No one can deny that 3D printing is really cool from a purely technological standpoint. The idea that physical objects can be rapidly fabricated from digital files is fascinating, and has all sorts of fun and indeed world-changing implications. However, it’s very possible that we’ve all got so caught up in the 3D printing hype that our collective hopes have been unduly raised. 3D printing is going to spur a legitimate manufacturing revolution; just not in your garage.

It is true that the technology is rapidly coming down in price. These days, you can get a MakerBot for about £1,500. In the next few years this kind of consumer 3D printer could come down to a few hundred pounds if you buy smart on Black Friday. Just because something is affordable, though, doesn’t mean people actually have a use for it.

The overwhelming majority of homes don’t need a 3D printer, and that’s not really going to change. Most of us barely even use our 2D printers anymore! If you look at the kinds of objects being printed with these low-cost 3D printers you will see art projects, semi-professional design work, and knickknacks. Printing an MP3 player shaped like a cassette tape might be neat (I think so), but it’s not an example of practical at-home use.

In the next few years, I suspect we’re going to see disillusionment with the idea of owning a 3D printer. The machinery will be cheaper and more capable, perhaps integrating a larger array of materials, but most people still won’t have a real use for them. If you don’t want one now, you probably won’t want one in a few years.

There’s always the hope that 3D printing will provide a way to fabricate replacement parts when something breaks or wears out. That function might even be useful to you occasionally, but how often? A few times a year? It’s probably not worth keeping a 3D printer in the house for those rare occasions. We live in a world where the things we buy are increasingly becoming non-repairable; just look at how much harder car and computer repairs have become. You won’t be able to fix as many things in the future, but 3D printing might have a role in making those non-repairable items in the first place.

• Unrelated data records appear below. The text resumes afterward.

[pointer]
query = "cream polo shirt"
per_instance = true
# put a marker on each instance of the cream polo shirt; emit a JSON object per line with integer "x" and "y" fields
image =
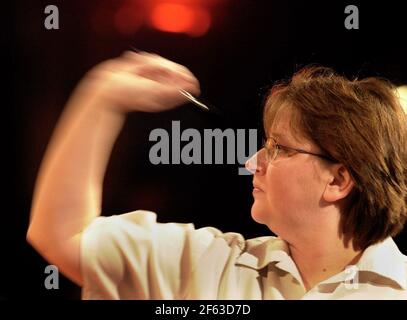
{"x": 131, "y": 256}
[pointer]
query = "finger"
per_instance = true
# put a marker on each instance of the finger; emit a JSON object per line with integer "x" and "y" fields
{"x": 165, "y": 62}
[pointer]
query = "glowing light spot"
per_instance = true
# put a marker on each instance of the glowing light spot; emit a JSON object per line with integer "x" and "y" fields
{"x": 178, "y": 18}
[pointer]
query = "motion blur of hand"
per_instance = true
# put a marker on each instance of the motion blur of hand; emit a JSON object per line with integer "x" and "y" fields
{"x": 141, "y": 82}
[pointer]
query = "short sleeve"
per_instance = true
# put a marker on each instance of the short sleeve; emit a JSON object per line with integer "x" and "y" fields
{"x": 131, "y": 256}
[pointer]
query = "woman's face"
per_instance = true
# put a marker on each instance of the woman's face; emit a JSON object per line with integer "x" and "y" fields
{"x": 288, "y": 191}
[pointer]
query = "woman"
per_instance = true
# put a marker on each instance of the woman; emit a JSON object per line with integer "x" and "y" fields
{"x": 330, "y": 182}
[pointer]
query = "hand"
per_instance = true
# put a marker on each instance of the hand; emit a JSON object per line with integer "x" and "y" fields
{"x": 142, "y": 82}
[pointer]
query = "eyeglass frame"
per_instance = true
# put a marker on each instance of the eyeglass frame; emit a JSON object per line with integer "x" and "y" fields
{"x": 278, "y": 147}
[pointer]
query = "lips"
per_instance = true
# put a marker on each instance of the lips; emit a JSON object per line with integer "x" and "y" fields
{"x": 256, "y": 187}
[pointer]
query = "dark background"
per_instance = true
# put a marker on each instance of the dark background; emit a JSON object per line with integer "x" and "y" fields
{"x": 249, "y": 45}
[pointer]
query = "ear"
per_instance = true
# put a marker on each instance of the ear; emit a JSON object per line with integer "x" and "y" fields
{"x": 340, "y": 183}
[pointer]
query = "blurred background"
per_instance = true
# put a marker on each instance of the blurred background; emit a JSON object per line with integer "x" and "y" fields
{"x": 236, "y": 48}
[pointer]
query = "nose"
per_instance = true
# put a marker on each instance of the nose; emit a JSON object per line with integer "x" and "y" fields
{"x": 251, "y": 164}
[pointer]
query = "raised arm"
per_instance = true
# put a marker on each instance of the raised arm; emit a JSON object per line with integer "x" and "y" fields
{"x": 68, "y": 189}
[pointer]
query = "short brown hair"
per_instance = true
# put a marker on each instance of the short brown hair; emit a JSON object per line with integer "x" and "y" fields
{"x": 362, "y": 125}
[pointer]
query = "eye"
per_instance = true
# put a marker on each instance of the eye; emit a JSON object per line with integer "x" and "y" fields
{"x": 284, "y": 150}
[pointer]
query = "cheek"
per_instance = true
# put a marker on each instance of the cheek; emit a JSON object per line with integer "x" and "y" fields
{"x": 288, "y": 198}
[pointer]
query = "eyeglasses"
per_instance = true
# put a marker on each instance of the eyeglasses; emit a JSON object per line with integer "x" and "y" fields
{"x": 270, "y": 152}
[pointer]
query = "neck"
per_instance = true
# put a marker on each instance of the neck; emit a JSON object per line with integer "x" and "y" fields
{"x": 320, "y": 262}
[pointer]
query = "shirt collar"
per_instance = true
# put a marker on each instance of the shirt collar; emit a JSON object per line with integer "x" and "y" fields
{"x": 383, "y": 259}
{"x": 262, "y": 251}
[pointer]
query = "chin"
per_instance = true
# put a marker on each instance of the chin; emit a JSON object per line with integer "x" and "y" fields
{"x": 258, "y": 213}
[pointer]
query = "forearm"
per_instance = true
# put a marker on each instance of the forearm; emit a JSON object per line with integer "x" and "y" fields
{"x": 69, "y": 187}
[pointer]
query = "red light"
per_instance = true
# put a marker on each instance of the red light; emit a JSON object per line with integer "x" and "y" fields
{"x": 179, "y": 18}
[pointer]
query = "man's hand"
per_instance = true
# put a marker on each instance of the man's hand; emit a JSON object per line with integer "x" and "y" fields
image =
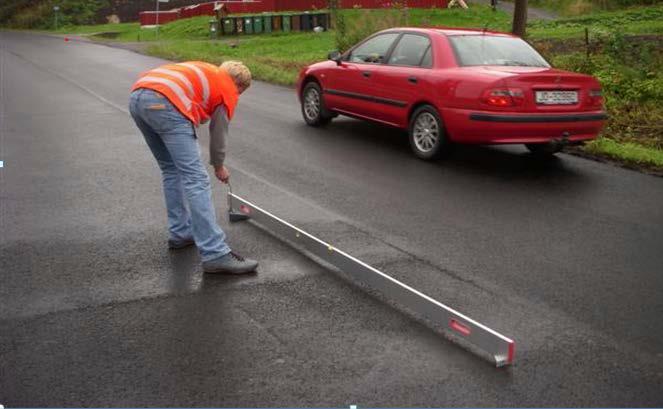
{"x": 222, "y": 173}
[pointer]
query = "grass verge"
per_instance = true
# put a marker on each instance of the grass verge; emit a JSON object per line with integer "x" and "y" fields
{"x": 628, "y": 154}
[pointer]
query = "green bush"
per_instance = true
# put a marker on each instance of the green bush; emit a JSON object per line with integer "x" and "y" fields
{"x": 632, "y": 84}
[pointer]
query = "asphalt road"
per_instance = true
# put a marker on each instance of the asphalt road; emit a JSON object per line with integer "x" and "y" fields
{"x": 565, "y": 256}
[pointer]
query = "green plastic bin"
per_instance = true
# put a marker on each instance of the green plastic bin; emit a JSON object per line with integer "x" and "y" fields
{"x": 277, "y": 23}
{"x": 267, "y": 23}
{"x": 306, "y": 22}
{"x": 286, "y": 20}
{"x": 239, "y": 25}
{"x": 248, "y": 24}
{"x": 257, "y": 24}
{"x": 296, "y": 22}
{"x": 228, "y": 26}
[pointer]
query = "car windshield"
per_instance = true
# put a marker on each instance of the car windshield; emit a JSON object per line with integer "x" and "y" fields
{"x": 494, "y": 50}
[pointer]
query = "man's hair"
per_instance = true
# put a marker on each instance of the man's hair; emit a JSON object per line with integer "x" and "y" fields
{"x": 239, "y": 73}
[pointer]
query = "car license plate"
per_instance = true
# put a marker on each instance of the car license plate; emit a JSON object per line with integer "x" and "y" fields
{"x": 556, "y": 97}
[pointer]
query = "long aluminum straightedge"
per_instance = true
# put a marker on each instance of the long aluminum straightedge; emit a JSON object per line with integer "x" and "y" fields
{"x": 497, "y": 345}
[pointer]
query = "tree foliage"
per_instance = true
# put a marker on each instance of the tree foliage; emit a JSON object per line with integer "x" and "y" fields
{"x": 40, "y": 14}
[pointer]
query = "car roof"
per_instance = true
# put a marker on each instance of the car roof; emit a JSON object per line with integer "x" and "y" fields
{"x": 451, "y": 31}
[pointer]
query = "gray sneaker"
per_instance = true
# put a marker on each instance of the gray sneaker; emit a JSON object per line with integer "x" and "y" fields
{"x": 231, "y": 263}
{"x": 180, "y": 244}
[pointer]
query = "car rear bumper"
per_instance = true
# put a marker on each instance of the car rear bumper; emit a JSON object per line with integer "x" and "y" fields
{"x": 471, "y": 126}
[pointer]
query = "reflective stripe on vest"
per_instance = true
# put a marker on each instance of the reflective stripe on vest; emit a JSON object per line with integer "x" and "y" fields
{"x": 203, "y": 81}
{"x": 194, "y": 88}
{"x": 170, "y": 84}
{"x": 180, "y": 77}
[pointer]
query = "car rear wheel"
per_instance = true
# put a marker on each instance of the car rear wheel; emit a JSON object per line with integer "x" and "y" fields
{"x": 544, "y": 149}
{"x": 313, "y": 106}
{"x": 427, "y": 136}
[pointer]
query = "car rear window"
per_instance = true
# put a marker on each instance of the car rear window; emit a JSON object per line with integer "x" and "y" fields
{"x": 494, "y": 50}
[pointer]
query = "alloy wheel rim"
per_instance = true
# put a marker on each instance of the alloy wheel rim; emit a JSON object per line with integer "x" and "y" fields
{"x": 426, "y": 132}
{"x": 312, "y": 104}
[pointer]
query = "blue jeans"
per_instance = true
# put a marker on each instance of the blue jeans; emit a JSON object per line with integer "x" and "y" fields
{"x": 186, "y": 184}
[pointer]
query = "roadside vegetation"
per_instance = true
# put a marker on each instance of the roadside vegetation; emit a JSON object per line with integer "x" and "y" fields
{"x": 584, "y": 7}
{"x": 622, "y": 48}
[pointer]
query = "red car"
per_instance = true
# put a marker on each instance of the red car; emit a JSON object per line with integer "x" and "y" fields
{"x": 454, "y": 86}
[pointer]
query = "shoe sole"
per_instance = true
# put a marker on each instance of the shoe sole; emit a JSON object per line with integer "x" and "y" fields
{"x": 231, "y": 272}
{"x": 180, "y": 246}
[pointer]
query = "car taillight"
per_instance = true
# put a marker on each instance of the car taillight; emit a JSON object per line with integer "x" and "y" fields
{"x": 507, "y": 97}
{"x": 595, "y": 97}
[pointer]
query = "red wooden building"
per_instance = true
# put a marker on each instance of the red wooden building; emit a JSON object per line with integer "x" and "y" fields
{"x": 258, "y": 6}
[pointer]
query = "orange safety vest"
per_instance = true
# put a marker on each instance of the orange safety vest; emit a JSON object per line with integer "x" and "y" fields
{"x": 195, "y": 88}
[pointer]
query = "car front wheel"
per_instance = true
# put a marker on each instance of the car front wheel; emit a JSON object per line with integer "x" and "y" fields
{"x": 313, "y": 106}
{"x": 427, "y": 136}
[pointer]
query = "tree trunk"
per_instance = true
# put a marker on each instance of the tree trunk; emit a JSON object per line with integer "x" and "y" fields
{"x": 520, "y": 18}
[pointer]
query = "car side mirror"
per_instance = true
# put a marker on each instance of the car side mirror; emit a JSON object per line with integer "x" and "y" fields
{"x": 335, "y": 56}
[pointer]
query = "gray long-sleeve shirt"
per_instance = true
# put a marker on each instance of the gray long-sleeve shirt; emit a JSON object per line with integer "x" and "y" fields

The way this technology changes everything isn’t in your garage, but in local manufacturing. When 3D printing hits the point that complicated items can be easily created, that’s how it’s going to be used in industry. Yes, this technology will trickle down to the future equivalent of the MakerBot, but it won’t ever be as good as what you can get if you head down to your local professional 3D printer or hardware store.

Don’t feel too down – 3D printing isn’t going anywhere as the insane levels of hype die down. You’ll be able to buy them and print increasingly neat stuff as time goes on. However, at-home 3D printing will remain the domain of enthusiasts. Most people will be perfectly happy to buy items that were printed elsewhere with higher quality machinery than they themselves have the desire or inclination to run.

Cheaper high quality products will make it to stores thanks to 3D printing, and you will probably be able to get custom items printed for a pittance. We don’t need to treat 3D printers like personal Star Trek replicators for the technology to change the world.